Yue Buqun dan istrinya, serta para murid merasa gembira karena melihat adanya kedatangan rombongan yang mungkin dapat menyelamatkan nyawa mereka. Samar-samar dari kejauhan tampak empat puluh lebih penunggang kuda melaju ke arah mereka. Lumpur terlihat bercipratan di sana-sini dan akhirnya rombongan itu pun berhenti di depan kuil.

“Hei, ternyata kawan-kawan dari Perguruan Huashan ada di sini. Bukankah itu Saudara Yue?” seru salah seorang penunggang kuda.

Yue Buqun memandang orang itu dengan saksama dan kemudian wajahnya terlihat serbasalah.
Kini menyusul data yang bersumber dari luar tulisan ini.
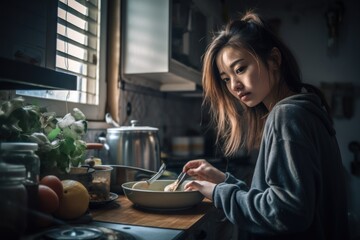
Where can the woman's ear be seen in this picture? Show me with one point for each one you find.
(275, 58)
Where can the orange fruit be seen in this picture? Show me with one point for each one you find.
(75, 200)
(48, 199)
(54, 183)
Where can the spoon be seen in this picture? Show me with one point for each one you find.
(146, 184)
(173, 186)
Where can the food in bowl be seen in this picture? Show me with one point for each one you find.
(155, 198)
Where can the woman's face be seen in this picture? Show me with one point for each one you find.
(246, 78)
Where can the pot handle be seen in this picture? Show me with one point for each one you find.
(102, 140)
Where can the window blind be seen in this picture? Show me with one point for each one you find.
(78, 28)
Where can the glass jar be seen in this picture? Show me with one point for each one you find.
(24, 154)
(13, 201)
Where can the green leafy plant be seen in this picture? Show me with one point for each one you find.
(59, 139)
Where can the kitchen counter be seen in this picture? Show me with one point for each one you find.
(194, 221)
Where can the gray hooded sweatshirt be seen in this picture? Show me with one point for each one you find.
(298, 189)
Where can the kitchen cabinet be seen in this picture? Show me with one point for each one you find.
(162, 43)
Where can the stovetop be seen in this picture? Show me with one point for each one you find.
(104, 230)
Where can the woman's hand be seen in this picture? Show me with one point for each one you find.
(202, 170)
(206, 188)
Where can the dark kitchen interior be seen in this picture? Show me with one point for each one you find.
(143, 63)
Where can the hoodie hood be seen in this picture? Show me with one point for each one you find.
(311, 103)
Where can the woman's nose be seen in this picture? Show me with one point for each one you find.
(236, 85)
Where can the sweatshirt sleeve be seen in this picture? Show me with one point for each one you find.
(282, 195)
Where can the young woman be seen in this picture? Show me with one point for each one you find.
(257, 100)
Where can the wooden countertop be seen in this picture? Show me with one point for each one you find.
(123, 211)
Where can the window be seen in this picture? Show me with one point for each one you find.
(79, 49)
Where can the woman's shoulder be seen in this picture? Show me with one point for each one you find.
(300, 110)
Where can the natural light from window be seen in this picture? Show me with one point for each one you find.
(77, 51)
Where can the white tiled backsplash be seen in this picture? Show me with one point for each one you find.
(172, 114)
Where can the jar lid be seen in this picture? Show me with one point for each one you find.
(133, 128)
(12, 171)
(18, 146)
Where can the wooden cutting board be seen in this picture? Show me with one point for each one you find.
(123, 211)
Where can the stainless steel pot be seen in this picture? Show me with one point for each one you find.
(136, 146)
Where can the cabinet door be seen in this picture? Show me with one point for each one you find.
(145, 36)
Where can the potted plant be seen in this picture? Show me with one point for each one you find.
(59, 139)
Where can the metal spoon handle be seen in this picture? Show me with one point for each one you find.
(157, 175)
(181, 178)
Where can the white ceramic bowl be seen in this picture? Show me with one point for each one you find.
(156, 199)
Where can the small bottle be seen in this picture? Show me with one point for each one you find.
(24, 154)
(13, 201)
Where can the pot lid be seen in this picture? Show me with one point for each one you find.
(133, 128)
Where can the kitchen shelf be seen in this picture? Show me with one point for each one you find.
(17, 75)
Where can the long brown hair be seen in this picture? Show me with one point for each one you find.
(237, 125)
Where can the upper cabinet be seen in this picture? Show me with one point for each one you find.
(162, 43)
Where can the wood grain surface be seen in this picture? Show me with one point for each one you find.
(123, 211)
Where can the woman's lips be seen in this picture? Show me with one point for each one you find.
(243, 96)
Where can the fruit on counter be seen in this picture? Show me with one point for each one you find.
(48, 199)
(74, 202)
(54, 183)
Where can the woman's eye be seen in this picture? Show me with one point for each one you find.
(240, 69)
(226, 80)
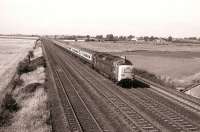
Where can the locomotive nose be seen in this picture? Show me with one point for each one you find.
(125, 72)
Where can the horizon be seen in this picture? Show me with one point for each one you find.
(160, 18)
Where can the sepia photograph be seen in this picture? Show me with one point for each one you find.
(99, 66)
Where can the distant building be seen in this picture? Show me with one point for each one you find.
(160, 41)
(134, 39)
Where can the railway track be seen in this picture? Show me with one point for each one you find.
(176, 121)
(139, 111)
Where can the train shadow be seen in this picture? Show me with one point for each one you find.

Ternyata yang datang menyapa dirinya adalah Lu Bai si Tapak Bangau, yaitu adik seperguruan Zuo Lengchan, ketua Perguruan Songshan yang tempo hari membawa Panji Pancawarna ke Gunung Huashan untuk membantu Feng Buping menuntut hak. Di sebelah kanannya tampak seorang laki-laki bertubuh tinggi besar. Yue Buqun mengenalinya sebagai adik seperguruan Zuo Lengchan nomor dua, yaitu Ding Mian si Tapak Penahan Menara. Di sebelah kiri Lu Bai terlihat pula pemimpin para murid Huashan dari Kelompok Pedang, yaitu Feng Buping. Orang-orang Taishan dan Hengshan yang kemarin ikut mengawal kali ini terlihat bertambah banyak. Karena cahaya lampu ting tidak mampu menerangi seluruh wajah para penunggang kuda itu, membuat Yue Buqun agak kesulitan untuk mengenali siapa saja dari mereka yang ikut serta.

“Saudara Yue,” Lu Bai menyapa, “Tempo hari kau menolak Panji Pancawarna yang merupakan perintah dari Ketua Zuo, hal ini membuat Beliau tidak senang. Itu mengapa Beliau kini mengutus Kakak Ding dan Adik Tang untuk mengunjungimu ke Gunung Huashan sekali lagi dengan membawa Panji Pancawarna pula. Siapa sangka di tengah malam gelap gulita ini kita justru berjumpa di sini? Sungguh mengejutkan!”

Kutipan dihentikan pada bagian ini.